There was a general feeling of exhilaration amongst wide sections of the population at the new of attack on the WTC and the Pentagon.

Once the US aggression begins, the anti-American movement will start to expand and gather a mass base. The wider and the larger it gets, the weaker the control of Islamic fundamentalism will become. Whether Osama bin Laden is apprehended or not, the US attack will unleash such social unrest that it will become uncontrollable for the present military regime. A number of scenarios can open up. Another military ruler a new change of face with a civilian puppet or severe repression can ensue.

With the rapid economic decline, and the social and political upheavals that will flow from the US provocation, it would create a very dangerous situation for the state and the existing system.

In any case, the main victims of the US operation will be the poor, the innocent and the weak that have nothing to do with terrorism, both in Afghanistan and Pakistan.

Hence the US aggression has to be fervently opposed by the Marxists and the working class of Pakistan.

The leadership of the PPP (Pakistan Peoples Party) the main mass party in Pakistan is once again playing a treacherous role. In the last local elections they formed alliances with Islamic parties. Now when the same Jamaat-e-Islami called an All Parties Conference, to discuss the Impending attack on Afghanistan the PPP leadership refused to participate on the pretext that "there will be talk against America, hence we cannot participate in any such a conference". This has made the situation for the workers and youth more complicated and confusing.
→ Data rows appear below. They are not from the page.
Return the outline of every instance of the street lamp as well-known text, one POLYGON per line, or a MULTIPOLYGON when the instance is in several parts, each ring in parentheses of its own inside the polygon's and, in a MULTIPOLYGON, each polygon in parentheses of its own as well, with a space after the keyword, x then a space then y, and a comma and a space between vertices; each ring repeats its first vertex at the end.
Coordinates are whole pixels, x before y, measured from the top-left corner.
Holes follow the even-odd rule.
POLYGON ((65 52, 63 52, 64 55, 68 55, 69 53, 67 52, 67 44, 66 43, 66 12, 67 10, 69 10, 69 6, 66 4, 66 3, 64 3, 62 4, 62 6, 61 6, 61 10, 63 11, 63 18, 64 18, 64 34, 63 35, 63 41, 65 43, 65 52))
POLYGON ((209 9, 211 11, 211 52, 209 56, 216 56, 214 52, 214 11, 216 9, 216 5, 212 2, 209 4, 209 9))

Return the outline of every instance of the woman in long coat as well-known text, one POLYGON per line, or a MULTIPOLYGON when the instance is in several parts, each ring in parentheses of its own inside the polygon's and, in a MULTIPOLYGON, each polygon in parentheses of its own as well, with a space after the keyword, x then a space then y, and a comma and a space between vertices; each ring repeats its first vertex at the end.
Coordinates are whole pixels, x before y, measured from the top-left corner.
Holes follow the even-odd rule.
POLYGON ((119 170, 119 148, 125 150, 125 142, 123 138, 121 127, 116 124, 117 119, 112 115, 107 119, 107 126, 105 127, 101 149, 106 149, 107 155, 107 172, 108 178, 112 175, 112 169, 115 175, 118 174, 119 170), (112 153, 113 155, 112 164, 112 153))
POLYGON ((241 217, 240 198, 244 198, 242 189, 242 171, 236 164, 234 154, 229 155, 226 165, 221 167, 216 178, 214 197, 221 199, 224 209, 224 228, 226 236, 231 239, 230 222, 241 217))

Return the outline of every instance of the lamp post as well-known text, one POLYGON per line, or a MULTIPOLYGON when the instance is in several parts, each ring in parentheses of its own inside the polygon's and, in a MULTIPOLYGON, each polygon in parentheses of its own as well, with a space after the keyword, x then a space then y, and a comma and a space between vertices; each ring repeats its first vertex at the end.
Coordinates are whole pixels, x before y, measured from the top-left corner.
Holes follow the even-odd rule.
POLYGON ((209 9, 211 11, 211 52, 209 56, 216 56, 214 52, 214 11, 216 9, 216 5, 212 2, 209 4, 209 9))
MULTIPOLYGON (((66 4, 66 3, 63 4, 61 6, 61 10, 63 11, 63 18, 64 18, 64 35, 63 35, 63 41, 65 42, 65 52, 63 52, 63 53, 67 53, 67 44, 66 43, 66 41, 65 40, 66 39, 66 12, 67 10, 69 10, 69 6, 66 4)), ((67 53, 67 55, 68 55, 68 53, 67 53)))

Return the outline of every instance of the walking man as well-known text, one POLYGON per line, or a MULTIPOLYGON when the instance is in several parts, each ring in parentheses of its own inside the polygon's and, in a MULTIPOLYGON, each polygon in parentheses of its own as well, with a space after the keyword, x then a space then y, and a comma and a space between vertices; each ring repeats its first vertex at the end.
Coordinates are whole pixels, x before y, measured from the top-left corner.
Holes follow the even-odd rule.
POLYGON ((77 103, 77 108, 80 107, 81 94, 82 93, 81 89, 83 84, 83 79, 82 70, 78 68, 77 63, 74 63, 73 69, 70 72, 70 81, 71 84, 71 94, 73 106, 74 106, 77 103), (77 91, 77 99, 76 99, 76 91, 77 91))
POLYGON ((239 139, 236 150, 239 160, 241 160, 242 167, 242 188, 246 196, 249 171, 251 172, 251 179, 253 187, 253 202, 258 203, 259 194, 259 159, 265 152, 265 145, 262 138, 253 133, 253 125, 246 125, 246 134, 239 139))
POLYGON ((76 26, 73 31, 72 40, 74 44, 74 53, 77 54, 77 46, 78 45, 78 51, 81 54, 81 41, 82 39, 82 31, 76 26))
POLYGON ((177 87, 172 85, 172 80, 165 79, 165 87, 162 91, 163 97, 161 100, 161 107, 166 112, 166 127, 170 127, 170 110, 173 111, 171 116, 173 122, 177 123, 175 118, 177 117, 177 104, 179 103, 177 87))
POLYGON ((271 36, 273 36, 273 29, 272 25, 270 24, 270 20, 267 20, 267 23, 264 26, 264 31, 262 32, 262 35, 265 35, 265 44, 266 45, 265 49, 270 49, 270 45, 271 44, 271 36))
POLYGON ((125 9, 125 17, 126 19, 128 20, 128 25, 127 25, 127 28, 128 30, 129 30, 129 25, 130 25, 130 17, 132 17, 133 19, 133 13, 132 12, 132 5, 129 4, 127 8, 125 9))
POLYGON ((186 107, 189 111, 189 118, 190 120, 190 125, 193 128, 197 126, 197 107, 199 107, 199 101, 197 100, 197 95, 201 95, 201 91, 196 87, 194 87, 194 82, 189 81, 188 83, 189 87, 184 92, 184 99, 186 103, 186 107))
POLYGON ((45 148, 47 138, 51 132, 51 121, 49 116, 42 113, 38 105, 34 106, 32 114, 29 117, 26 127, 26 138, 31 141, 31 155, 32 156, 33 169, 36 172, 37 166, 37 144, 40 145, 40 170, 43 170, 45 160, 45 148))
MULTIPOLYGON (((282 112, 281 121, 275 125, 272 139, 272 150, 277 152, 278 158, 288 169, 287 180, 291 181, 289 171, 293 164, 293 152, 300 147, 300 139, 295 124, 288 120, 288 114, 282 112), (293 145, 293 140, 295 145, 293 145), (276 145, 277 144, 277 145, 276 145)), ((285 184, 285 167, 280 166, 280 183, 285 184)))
But once the movement erupts and the working class enters the struggle, the whole character of the movement will be changed. A revolutionary programme and slogans will gain a mass base and give a clear direction to this movement.

The US Imperialist aggression must be condemned - so should terrorism and Islamic fundamentalism, represented by the monstrous Taliban regime and other Islamist outfits. An independent class position must be put forward with a clear revolutionary programme and strategy.

One of the fundamentalist army generals Hameed Gul sarcastically remarked a few months ago, "In the past those who were pro-Moscow used to call themselves progressive, now those who are pro-Washington call themselves progressives".

The reality is that, in this epoch of capitalist decay, Islamic fundamentalism and US Imperialism are two sides of the same coin.

These Islamic fundamentalists on one hand and the pro-Western NGOs and politicians on the other, are the products of this rotting system, whose economic crisis reflects in its social, political and cultural decay and decadence. As long as capitalism continues to dominate the planet, the horrors of imperialist aggression and fundamentalist terrorism will continue to torture and traumatise humankind. The only way out of this misery, suffering and barbarism is the overthrow of capitalism through the socialist revolution.